[Illustration: Bas-relief of Stevenson by Augustus Saint Gaudens]
“I then asked Stevenson to pose but that was not successful ... all the gestures being forced and affected. Therefore I suggested to him that if he would try to write, some natural attitude might result. He assented and taking a sheet of paper ... he pulled his knees up and began. Immediately his attitude was such that I was enabled to create something of use and continued drawing while he wrote with an occasional smile. Presently I finished and told him there was no necessity for his writing any more. He did not reply but proceeded for quite a while. Then he folded the paper with deliberation, placed it in an envelope, addressed it, and handed it to me. It was to ‘Master Homer St. Gaudens.’

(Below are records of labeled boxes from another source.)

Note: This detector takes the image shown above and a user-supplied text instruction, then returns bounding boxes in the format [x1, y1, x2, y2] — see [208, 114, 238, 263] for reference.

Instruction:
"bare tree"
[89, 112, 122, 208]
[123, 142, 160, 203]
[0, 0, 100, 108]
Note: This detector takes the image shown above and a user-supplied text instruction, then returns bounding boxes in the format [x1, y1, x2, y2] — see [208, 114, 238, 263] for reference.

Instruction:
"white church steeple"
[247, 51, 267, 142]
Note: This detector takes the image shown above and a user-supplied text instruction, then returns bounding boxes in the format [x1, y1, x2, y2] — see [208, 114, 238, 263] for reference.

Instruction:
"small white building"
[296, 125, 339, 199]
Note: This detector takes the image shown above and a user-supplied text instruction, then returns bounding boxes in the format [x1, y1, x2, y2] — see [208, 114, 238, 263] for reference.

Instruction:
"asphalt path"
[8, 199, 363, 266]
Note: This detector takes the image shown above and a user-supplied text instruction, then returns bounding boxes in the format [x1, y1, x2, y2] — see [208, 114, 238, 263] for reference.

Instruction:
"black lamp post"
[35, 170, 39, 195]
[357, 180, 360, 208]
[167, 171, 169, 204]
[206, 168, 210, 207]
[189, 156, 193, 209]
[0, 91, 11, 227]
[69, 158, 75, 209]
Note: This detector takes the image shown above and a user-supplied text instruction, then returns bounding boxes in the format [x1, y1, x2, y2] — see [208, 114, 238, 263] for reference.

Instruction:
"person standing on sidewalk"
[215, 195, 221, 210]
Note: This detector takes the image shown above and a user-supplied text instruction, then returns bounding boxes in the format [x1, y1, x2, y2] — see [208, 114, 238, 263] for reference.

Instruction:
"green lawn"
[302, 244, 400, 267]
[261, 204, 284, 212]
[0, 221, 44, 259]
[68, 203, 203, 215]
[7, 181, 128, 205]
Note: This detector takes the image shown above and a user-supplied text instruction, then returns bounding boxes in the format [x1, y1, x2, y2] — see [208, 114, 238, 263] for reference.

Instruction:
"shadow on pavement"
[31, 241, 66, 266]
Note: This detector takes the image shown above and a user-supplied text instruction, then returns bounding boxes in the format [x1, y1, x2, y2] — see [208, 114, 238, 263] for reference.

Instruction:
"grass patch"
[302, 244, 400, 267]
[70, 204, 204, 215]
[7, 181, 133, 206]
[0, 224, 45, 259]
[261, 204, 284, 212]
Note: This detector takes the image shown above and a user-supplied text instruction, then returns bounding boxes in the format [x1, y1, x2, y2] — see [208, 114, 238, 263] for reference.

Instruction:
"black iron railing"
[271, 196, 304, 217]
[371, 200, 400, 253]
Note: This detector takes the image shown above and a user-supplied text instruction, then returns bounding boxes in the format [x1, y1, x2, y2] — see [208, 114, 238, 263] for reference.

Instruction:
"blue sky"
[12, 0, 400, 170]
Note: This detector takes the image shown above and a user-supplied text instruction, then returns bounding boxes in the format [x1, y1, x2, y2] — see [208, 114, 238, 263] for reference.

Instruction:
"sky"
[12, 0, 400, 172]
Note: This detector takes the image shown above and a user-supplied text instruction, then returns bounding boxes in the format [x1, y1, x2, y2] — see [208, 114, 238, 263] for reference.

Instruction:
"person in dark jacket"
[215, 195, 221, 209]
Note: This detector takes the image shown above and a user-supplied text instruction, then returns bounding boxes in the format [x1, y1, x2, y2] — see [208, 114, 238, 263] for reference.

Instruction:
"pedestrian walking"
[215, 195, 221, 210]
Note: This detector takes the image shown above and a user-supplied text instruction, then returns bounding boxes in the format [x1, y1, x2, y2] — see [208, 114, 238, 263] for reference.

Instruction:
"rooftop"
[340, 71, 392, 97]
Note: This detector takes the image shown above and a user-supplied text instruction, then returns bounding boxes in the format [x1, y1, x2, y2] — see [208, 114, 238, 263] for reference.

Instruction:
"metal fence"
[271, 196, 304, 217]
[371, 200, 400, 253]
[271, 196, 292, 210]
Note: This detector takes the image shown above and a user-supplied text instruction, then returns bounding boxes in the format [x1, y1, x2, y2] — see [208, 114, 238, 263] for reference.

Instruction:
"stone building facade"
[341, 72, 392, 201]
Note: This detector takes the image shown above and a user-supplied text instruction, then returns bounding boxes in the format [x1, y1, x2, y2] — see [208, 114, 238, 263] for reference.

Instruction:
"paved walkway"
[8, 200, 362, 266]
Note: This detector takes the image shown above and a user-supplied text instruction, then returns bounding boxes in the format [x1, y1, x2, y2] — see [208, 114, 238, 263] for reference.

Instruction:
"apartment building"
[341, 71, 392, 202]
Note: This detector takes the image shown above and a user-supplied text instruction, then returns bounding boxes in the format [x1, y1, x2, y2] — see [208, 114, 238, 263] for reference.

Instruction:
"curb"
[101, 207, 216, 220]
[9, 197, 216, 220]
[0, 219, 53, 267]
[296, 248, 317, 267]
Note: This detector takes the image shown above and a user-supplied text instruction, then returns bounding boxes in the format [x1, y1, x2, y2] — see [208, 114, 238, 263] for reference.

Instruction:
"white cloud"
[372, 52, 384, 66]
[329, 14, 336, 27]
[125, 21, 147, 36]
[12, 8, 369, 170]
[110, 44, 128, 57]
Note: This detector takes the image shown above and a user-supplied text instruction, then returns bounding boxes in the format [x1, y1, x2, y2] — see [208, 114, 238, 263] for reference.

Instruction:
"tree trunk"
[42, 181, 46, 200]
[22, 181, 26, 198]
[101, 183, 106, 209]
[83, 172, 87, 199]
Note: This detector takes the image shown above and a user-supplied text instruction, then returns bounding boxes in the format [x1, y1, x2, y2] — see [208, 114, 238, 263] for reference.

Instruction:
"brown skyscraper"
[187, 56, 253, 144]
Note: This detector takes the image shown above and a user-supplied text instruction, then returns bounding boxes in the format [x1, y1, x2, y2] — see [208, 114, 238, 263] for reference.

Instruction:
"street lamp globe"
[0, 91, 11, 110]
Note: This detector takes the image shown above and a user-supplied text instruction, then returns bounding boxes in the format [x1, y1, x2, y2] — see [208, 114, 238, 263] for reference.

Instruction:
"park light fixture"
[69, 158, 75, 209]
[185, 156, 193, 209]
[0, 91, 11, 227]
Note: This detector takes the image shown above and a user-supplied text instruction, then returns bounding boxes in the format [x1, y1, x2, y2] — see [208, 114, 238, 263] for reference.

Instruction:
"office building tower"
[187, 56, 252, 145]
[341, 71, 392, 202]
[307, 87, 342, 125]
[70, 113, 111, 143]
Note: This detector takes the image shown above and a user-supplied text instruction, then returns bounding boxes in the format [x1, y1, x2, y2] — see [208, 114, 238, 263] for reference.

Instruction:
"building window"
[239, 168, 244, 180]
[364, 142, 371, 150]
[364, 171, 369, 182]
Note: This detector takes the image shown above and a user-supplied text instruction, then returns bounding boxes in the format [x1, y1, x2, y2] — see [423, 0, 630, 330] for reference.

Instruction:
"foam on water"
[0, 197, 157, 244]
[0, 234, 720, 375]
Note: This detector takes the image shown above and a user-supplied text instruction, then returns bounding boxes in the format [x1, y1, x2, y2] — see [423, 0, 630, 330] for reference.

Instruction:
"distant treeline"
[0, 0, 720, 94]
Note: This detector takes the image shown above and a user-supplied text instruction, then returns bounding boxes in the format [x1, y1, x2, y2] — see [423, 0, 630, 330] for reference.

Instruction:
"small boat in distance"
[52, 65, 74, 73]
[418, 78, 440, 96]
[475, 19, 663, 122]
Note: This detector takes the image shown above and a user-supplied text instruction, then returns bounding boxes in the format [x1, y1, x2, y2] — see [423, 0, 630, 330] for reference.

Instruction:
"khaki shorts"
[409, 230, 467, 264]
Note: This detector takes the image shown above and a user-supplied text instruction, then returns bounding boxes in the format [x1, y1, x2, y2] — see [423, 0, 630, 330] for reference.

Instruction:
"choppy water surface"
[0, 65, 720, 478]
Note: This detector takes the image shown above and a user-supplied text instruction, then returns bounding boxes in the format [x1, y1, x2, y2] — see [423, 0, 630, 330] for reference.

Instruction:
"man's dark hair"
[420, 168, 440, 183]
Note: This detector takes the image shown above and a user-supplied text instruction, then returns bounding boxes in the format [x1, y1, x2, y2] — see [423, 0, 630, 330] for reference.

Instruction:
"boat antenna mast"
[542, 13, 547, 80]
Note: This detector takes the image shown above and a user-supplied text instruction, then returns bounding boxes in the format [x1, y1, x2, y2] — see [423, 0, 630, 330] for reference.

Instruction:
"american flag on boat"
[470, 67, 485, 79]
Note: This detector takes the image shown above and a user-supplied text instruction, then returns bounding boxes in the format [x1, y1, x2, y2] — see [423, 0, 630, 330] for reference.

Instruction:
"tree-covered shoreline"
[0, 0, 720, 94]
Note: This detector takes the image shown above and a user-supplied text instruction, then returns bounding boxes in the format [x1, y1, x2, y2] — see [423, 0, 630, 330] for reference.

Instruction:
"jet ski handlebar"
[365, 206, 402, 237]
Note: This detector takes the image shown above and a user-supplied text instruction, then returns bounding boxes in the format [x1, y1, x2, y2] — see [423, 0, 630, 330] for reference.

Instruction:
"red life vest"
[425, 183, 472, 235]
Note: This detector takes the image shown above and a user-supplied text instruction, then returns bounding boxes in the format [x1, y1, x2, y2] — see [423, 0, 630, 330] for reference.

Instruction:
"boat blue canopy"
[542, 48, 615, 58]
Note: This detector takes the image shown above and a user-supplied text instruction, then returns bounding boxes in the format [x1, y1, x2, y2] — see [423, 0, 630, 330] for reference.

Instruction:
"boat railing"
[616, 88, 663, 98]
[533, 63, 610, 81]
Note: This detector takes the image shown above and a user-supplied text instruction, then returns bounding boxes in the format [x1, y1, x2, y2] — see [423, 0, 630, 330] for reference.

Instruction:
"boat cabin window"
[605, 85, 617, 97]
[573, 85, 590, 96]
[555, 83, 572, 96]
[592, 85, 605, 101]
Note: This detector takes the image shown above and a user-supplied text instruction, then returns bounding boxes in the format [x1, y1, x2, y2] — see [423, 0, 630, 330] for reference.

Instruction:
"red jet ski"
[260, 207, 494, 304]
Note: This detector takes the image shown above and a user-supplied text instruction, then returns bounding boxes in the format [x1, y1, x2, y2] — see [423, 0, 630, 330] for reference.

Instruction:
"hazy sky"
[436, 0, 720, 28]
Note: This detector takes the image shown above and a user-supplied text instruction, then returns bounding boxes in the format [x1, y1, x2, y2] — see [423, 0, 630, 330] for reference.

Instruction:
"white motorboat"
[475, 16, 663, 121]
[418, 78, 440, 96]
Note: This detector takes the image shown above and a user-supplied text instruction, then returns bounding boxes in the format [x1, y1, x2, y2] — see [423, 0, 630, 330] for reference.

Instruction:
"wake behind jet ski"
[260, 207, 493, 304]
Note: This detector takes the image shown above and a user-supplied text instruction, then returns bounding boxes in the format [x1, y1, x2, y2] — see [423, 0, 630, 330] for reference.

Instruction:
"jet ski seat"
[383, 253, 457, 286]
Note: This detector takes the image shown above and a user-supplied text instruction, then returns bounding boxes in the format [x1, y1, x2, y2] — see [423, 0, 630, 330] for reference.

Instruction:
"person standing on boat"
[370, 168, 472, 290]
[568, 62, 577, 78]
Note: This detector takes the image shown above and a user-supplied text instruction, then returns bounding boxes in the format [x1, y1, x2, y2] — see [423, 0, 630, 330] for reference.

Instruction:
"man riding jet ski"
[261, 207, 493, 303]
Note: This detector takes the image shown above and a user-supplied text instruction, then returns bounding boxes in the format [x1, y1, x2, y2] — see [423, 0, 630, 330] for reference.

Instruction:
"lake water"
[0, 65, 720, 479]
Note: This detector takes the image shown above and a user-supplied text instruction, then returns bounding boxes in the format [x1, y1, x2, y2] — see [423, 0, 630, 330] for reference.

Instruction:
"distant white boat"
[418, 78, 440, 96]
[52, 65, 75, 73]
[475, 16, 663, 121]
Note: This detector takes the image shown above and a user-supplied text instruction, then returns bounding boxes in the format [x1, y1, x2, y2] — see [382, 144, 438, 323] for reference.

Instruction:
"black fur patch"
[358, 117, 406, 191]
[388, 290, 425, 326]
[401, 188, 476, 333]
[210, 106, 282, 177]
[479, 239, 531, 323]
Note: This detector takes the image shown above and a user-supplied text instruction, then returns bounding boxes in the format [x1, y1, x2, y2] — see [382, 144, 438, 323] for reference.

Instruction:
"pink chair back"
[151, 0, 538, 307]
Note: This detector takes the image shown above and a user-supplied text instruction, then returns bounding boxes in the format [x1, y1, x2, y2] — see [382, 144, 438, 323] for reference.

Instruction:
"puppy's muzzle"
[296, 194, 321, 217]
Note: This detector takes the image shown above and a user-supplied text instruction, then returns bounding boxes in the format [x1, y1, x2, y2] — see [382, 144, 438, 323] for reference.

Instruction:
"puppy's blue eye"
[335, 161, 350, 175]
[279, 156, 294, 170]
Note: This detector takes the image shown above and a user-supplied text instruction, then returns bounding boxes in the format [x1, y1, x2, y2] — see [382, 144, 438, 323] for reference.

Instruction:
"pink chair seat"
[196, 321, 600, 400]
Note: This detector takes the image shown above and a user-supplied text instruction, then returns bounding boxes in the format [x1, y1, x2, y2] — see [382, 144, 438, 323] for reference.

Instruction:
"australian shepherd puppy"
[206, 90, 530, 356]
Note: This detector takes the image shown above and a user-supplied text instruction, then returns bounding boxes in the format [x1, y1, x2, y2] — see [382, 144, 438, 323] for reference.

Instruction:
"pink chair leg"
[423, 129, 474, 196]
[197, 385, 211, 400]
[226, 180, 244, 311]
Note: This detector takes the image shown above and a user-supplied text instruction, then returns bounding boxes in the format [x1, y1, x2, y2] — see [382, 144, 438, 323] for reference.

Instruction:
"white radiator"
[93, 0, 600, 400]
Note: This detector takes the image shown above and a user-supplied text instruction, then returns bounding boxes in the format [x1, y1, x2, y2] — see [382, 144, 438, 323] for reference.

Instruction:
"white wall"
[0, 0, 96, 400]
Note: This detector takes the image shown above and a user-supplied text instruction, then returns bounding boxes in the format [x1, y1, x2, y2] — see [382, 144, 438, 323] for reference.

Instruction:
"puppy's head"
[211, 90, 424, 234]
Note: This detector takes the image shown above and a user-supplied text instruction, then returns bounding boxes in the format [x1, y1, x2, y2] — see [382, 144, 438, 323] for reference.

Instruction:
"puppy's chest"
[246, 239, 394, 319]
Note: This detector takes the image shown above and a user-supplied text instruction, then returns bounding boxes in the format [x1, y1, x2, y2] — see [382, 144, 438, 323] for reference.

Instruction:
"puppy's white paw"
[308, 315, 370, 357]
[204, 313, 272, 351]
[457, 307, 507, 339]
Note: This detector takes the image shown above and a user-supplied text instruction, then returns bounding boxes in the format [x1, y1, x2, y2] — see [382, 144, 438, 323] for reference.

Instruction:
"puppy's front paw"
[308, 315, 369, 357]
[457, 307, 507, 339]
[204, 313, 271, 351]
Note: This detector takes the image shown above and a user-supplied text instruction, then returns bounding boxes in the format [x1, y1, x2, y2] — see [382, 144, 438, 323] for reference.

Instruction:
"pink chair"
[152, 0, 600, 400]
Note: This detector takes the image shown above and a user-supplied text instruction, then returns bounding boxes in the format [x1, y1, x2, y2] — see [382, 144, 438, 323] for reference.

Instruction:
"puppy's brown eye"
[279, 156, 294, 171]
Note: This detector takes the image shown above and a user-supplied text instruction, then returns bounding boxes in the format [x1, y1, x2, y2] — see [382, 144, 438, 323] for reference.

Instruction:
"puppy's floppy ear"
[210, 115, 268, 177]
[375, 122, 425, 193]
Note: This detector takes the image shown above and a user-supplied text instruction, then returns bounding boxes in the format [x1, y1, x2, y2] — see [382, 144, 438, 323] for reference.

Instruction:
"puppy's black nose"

“I asked him: ‘Do you wish me to give this to the boy?’
“‘Yes,’
“‘When? Now?’
“‘Oh, no, in five or ten years, or when I am dead.’
“I put it in a safe and here it is:
“May 27, 1888.
“DEAR HOMER ST. GAUDENS—Your father
has brought you this day to see me and tells me it
is his hope you may remember the occasion. I am
going to do what I can to carry out his wish; and
it may amuse you, years after, to see this little
scrap of paper and to read what I write. I must
begin by testifying that you yourself took no interest
whatever in the introduction, and in the most proper
spirit displayed a single-minded ambition to get back
to play, and this I thought an excellent and admirable
point in your character. You were also,—I
use the past tense with a view to the time when you
shall read rather than to that when I am writing,—a
very pretty boy, and to my European views startlingly
self-possessed. My time of observation was so
limited that you must pardon me if I can say no more
... but you may perhaps like to know that the lean,
flushed man in bed, who interested you so little, was
in a state of mind extremely mingled and unpleasant;
harassed with work which he thought he was not doing
well, troubled with difficulties to which you will
in time succeed, and yet looking forward to no less
a matter than a voyage to the South Seas and the visitation
of savage and desert islands.
“Your
father’s friend,
“ROBERT
LOUIS STEVENSON.”
The portrait was finished in bas-relief and many copies were made of it. The most familiar is the one giving only Stevenson’s head and shoulders, but the splendid big one placed as a memorial to him in St. Giles’s Cathedral in Edinburgh shows him as he must have looked that day lying in bed, writing to Homer St. Gaudens.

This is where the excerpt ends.